Vince Petreikis was proud when his young adult son left their New Orleans home to chase his dreams.
“He was a very creative individual, a very intelligent individual. He wanted to be Steven Spielberg — writer, producer, director. He went out to California,” the father recalls.
But soon, the reports coming back from his son were veering badly off script. There was a break-up with his girlfriend and he had trouble keeping a job. During one phone call he’d sound depressed, and almost manic during the next. Eventually he was hospitalized and diagnosed with bipolar disorder. His son started getting treatment. But Petreikis realized he needed help too.
“When this occurs in the family, it’s not just the individual having the illness, but the whole family is affected by that,” Petreikis says. “If you don’t have the answers, you go to a location that you can seek answers. And NAMI was that bright light at the end of the tunnel for me.”
NAMI is the National Alliance on Mental Illness, and the New Orleans affiliate is part of network of organizations across the country that support adults with bipolar disorder, schizophrenia and other serious conditions. Critically, NAMI helps their families too.
“The biggest resource a person with mental illness has is their family,” says Lisa Romback, executive director of NAMI in New Orleans, which last year served about 1,000 individuals and 180 families. She says family members are instrumental in detecting signs of mental illness and helping their loved ones find help. But even for the most committed family, this can be a rough road. Treatment often entails a complex cocktail of medications — 6, 8, 10 different pills, taken several times a day — and they can carry serious side effects, like major weight gain. It can be hard to keep someone on track. And thanks to the social stigma that persists around mental illness, Romback says individuals and families may be dealing with an illness for years before seeking help.
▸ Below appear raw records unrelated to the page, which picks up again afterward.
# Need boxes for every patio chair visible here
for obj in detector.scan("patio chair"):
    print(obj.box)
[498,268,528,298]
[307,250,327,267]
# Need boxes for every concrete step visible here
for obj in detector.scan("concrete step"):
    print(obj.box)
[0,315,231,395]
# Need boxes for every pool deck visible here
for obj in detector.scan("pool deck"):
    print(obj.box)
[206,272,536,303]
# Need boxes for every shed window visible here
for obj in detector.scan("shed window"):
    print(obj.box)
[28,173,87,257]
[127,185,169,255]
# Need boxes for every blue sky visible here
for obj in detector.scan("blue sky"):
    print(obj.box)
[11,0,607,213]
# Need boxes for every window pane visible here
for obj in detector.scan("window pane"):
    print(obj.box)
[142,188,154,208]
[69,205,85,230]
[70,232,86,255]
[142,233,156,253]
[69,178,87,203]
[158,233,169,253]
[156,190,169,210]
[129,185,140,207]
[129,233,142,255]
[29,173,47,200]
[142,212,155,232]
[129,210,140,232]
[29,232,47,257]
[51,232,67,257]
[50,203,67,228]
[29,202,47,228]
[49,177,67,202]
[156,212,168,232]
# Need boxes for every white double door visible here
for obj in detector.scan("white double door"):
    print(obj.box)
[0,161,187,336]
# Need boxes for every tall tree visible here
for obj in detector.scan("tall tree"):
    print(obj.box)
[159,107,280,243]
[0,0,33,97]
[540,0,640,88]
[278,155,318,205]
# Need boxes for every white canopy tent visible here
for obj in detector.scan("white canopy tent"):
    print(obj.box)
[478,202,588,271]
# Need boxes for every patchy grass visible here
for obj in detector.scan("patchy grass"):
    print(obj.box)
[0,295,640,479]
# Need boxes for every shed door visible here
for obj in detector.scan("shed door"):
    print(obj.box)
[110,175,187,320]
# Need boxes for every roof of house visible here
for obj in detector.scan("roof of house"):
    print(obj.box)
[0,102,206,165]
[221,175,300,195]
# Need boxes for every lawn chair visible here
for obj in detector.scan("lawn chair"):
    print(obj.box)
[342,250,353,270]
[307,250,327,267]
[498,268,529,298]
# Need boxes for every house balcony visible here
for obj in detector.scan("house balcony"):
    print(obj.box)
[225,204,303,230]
“So by the time a family member gets to us, they have really been through the wringer,” she says. “They’ve been to hospitals, they’ve maybe helped their family member get out of jail. They are really worn out. And so what we try to provide is the support that they family needs to kind of stay the course.”
NAMI does this by connecting families to medical specialists, social workers and one-on-one counseling. The group has produced a comprehensive resource guide, with help from recognizing symptoms to understanding patients’ rights. And NAMI taps the power of families facing similar issues to help and learn from one another. There’s a 12-week education program, led by trained family caregivers, and ongoing support group meetings to share stories, ask questions and gather strength. For Petreikis this sort of help is making all the difference.
“You feel as though this is something unique that’s happening to you that you can not understand,” he says. “But when you are sitting with a group of individuals you realize that yes, I am not alone. Many people are experiencing the same situations that I am. To me they’re very traumatic, and the families are affected traumatically because of this. But you’re not alone.”